今日は兄の命日

 75年前の今日、昭和20年8月11日は、フィリッピンルソン島東側のラモン湾で兄が戦死した日である。兄は暁部隊の第一期生であった。暁部隊は4期まであったが、実践に間に合ったのは第一期生のみだったと聞く。暁部隊が出動するのは最悪の戦場であって、連絡も取れず万策尽きると暁部隊が舟艇で突っ込んで行ったそうだ。そのような状況で、隊員3000人の内生き残ったのは僅かに11名。

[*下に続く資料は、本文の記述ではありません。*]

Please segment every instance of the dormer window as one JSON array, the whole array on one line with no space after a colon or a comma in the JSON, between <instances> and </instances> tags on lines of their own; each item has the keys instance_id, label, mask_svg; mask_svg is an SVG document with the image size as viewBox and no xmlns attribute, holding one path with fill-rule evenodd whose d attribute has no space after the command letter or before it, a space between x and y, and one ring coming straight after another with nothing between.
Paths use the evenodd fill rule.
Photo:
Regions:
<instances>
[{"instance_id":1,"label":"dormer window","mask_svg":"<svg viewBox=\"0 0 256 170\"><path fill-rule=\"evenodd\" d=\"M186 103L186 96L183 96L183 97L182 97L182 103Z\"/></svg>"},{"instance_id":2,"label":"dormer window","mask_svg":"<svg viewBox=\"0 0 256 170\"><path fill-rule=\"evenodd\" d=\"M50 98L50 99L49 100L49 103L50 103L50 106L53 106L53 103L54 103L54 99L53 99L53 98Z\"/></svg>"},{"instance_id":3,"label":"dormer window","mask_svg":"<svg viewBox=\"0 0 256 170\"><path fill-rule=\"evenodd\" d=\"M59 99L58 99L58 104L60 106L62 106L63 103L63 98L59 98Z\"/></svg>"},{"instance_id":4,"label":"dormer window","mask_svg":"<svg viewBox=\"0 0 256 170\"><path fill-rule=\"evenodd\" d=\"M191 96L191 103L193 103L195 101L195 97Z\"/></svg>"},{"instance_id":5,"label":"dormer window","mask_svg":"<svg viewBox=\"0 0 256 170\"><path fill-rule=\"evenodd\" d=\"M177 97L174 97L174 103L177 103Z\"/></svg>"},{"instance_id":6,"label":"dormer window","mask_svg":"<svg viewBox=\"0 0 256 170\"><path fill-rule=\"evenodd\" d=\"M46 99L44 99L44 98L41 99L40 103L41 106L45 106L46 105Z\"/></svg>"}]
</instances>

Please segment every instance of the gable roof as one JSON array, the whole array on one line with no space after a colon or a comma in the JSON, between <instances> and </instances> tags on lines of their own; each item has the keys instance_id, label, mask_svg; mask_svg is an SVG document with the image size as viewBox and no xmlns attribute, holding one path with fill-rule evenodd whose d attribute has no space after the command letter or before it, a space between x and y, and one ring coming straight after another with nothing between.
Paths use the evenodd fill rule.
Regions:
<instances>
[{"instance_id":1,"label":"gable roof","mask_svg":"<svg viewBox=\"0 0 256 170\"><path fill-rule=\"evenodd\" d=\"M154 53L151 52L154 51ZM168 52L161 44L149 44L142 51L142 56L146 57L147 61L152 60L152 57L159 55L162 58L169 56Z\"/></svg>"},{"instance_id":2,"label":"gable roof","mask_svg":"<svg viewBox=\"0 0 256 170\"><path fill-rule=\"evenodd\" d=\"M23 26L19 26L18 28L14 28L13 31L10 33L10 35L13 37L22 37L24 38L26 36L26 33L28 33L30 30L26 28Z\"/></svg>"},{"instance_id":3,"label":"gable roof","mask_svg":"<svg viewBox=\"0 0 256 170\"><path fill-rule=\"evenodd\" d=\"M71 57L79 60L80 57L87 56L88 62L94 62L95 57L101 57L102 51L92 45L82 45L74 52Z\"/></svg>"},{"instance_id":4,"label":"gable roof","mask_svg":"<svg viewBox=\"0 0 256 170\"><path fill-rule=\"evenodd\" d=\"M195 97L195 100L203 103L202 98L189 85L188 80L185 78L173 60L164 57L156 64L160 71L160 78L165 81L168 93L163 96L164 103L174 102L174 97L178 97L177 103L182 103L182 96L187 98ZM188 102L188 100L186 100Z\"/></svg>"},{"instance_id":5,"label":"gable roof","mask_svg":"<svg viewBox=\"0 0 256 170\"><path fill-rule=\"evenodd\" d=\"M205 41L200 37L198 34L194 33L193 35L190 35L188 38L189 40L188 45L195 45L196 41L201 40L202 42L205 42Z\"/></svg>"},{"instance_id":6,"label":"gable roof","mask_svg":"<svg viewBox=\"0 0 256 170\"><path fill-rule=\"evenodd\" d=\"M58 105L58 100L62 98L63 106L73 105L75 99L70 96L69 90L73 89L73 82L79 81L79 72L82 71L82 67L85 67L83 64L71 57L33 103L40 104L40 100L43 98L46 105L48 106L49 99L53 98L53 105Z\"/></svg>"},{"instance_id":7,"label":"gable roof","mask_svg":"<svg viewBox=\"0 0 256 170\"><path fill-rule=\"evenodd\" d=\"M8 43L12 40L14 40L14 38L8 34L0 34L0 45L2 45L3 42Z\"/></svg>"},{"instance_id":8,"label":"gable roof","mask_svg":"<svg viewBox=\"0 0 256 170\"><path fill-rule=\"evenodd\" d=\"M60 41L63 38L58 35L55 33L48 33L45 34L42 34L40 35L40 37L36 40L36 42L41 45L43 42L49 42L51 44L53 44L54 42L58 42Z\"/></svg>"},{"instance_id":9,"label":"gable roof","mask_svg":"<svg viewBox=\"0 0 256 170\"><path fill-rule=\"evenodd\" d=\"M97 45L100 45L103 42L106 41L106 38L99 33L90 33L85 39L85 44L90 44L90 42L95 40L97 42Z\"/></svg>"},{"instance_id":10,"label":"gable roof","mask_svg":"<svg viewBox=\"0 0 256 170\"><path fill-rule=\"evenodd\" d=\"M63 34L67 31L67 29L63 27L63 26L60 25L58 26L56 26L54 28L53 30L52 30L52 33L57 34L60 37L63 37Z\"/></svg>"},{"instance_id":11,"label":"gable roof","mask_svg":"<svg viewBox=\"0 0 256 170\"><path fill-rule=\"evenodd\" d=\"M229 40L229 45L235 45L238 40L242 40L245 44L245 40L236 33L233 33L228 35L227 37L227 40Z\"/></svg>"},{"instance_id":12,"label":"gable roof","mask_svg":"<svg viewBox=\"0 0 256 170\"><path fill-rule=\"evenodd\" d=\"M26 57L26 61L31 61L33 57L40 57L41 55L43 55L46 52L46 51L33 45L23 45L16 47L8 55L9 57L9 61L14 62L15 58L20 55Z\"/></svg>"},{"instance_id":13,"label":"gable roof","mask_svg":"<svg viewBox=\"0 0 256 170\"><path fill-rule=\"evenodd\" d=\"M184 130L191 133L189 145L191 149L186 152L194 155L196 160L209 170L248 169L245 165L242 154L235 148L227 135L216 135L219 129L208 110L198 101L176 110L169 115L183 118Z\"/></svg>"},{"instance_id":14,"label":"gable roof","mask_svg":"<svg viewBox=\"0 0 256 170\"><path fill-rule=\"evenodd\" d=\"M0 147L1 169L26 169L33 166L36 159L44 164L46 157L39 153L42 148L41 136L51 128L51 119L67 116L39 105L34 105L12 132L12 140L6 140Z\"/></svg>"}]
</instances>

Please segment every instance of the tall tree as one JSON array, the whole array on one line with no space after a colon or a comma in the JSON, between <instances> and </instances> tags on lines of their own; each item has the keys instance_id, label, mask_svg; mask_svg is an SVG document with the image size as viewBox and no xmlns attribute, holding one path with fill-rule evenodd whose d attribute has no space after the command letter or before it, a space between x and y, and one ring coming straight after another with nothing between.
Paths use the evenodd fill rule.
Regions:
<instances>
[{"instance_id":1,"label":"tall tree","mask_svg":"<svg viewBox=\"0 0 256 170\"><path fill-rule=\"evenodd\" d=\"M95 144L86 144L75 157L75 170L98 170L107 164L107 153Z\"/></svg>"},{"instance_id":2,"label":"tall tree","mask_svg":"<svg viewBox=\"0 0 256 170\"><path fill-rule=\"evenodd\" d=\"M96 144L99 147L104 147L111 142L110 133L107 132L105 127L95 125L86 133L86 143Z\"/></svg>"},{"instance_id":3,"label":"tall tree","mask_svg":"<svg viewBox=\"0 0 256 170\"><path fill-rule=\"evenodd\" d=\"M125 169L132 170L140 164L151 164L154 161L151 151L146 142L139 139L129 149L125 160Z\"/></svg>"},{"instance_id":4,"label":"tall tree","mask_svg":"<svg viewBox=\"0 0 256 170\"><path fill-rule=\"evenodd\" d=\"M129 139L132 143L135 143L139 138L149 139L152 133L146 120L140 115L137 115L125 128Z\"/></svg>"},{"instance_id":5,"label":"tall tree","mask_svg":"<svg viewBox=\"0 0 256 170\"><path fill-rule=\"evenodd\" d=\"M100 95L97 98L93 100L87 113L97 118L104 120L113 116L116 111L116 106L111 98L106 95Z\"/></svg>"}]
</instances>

 兄の戦死日は公報では8月1日となっていたが、上記の状態では記録も残っている筈はなく、正確な日は判らないと言うのが正しいと思う。戦後暫く経って生き残った人が居ると知り、問い合わせた所、1日ではない、11日にラモン湾で舟艇特攻を掛けて戦死したと教えて呉れた。こちらも正確かどうかは分からないが、舟艇特攻を掛けた日であるなら記憶も確かではないかと思う。

 8月11日であるなら、終戦が数日早ければとの思いは有るが、日本軍が厳しく戦ったからこそ、戦後日本が侮られることが無かったと何かで読んだことが有る。武人は良く戦う者を尊敬し親近感を覚えるのは、洋の東西を問わず共通する心理である。もし日本軍がだらしない戦いをしていたら、戦後日本は酷い嘲りを受けていただろう。兄の戦死は残念だが、戦後日本が嘲りを受けることが無かったのは、兄達の奮戦があったお蔭と、感謝の気持ちで一杯である。この事実を教訓として、今後も日本は如何なる時も毅然たる態度を忘れてはなるまい。